In a new filing with the Securities and Exchange Commission, Tulsa-based ONEOK Inc. made notice that the company’s profit sharing plan is no longer in effect as a result of its merger with the company’s 401(k) plan.

It was a routine filing which was a deregistration of securities

 

EXPLANATORY NOTE: DEREGISTRATION OF SECURITIES

ONEOK, Inc. (the “Registrant”), is filing this Post-Effective Amendment No. 2 (the “Post-Effective Amendment”) to Registration Statement on Form S-8 to deregister certain securities previously registered by the Registrant pursuant to its Registration Statement on Form S-8 filed with the Securities and Exchange Commission (“SEC”) on December 30, 2004, as amended by Post-Effective Amendment No.1 to Form S-8 filed with the SEC on June 21, 2006 (SEC File No. 333-121769) (the “Registration Statement”) with respect to 1,000,000 shares of the Registrant’s Common Stock, par value $0.01 per share (the “Shares”) and an indeterminate amount of interests to be offered or sold pursuant to the ONEOK, Inc. Profit Sharing Plan (the “Profit Sharing Plan”).
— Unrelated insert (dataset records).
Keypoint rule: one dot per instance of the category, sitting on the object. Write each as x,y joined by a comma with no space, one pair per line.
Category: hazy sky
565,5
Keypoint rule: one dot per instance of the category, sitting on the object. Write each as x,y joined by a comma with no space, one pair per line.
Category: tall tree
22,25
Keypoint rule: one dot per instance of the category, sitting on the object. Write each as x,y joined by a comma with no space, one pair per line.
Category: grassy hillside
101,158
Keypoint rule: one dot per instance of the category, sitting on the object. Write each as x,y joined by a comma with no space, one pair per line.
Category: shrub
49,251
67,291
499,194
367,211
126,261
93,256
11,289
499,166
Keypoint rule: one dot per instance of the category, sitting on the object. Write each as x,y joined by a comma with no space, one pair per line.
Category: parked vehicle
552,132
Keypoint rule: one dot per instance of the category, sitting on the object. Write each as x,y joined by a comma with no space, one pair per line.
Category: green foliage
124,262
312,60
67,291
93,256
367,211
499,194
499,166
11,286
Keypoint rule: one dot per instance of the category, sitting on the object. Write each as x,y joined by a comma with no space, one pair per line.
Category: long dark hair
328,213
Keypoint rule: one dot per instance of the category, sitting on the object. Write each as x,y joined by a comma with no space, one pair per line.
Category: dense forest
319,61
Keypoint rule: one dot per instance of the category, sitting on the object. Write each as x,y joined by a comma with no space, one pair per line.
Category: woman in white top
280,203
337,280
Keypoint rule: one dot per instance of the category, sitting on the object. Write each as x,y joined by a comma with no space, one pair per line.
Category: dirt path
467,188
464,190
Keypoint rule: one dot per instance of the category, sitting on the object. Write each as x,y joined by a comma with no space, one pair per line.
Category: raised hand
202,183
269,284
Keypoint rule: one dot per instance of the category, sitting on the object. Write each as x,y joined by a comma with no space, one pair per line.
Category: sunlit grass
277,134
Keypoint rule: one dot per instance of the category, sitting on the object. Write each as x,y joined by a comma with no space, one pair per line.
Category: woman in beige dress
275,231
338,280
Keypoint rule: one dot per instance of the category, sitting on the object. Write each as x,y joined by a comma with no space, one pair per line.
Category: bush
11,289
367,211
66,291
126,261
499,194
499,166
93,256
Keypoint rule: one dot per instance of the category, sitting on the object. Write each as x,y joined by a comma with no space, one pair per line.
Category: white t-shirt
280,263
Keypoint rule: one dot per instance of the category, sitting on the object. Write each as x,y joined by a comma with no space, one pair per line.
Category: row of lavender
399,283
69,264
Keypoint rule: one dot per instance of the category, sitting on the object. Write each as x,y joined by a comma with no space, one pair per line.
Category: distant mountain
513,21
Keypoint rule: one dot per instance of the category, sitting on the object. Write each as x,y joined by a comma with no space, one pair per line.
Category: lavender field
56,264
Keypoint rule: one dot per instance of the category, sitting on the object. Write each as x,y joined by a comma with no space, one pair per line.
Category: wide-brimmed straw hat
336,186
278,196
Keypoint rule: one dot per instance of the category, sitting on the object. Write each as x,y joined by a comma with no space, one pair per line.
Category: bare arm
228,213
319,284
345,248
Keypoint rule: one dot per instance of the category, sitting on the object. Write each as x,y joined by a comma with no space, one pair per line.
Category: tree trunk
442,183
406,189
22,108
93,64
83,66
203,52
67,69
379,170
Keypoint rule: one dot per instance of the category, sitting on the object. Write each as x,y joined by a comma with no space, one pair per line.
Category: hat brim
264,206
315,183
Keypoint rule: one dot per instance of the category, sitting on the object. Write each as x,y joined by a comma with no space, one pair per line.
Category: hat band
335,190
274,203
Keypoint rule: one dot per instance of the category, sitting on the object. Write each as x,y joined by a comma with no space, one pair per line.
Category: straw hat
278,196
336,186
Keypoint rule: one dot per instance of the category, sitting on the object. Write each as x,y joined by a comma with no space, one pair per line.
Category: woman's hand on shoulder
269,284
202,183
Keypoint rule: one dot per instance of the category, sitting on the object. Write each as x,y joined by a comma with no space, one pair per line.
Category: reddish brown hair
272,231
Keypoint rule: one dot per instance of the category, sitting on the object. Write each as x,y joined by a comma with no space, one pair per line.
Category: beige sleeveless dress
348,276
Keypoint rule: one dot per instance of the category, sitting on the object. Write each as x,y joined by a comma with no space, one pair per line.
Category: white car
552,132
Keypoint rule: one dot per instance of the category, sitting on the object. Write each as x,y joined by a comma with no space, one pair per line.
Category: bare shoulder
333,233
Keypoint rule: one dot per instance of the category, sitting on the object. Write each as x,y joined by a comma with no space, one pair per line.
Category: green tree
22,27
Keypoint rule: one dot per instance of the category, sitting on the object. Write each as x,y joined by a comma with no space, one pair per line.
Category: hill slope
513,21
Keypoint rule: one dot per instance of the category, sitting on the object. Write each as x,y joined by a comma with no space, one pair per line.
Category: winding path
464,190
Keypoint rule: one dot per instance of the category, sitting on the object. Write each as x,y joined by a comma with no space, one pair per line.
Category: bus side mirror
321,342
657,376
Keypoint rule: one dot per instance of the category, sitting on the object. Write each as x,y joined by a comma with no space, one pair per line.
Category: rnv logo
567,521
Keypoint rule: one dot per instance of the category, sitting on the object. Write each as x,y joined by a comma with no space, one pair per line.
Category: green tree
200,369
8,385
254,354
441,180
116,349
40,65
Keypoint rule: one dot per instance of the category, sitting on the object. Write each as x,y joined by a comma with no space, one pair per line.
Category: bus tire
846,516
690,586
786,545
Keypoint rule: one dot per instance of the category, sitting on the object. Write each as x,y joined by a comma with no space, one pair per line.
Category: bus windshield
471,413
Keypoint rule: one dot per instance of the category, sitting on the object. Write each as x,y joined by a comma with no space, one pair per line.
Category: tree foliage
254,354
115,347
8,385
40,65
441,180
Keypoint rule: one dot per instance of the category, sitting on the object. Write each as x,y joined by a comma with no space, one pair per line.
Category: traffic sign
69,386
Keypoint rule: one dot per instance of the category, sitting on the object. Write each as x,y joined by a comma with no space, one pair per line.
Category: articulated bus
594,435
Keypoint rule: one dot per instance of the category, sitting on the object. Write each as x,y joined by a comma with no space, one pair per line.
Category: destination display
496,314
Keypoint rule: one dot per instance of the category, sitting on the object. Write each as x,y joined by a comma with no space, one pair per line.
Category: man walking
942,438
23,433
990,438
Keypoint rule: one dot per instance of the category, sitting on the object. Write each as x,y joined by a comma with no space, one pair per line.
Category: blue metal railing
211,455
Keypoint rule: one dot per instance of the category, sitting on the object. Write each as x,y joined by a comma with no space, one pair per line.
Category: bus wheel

The separate existence of the Profit Sharing Plan ceased as a result of the merger of the Profit Sharing Plan into the ONEOK, Inc. 401(k) Plan (the “Plan Merger”). As a result of the Plan Merger, all offerings of the Registrant’s Shares pursuant to the Registration Statement have terminated. In accordance with an undertaking made by the Registrant in the Registration Statement to remove from registration, by means of a post-effective amendment, any Shares which remain unsold at the termination of the offering, the Registrant hereby removes from registration all Shares registered under the Registration Statement that remain unsold as of the date of this Post-Effective Amendment and terminates the effectiveness of the Registration Statement.

SIGNATURES

Pursuant to the requirements of the Securities Act of 1933, the Registrant certifies that it has reasonable grounds to believe that it meets all of the requirements for filing on Form S-8, and has duly caused this Post-Effective Amendment to the Registration Statement on Form S-8 to be signed on its behalf by the undersigned, thereunto duly authorized in the City of Tulsa, State of Oklahoma, on January 9, 2019.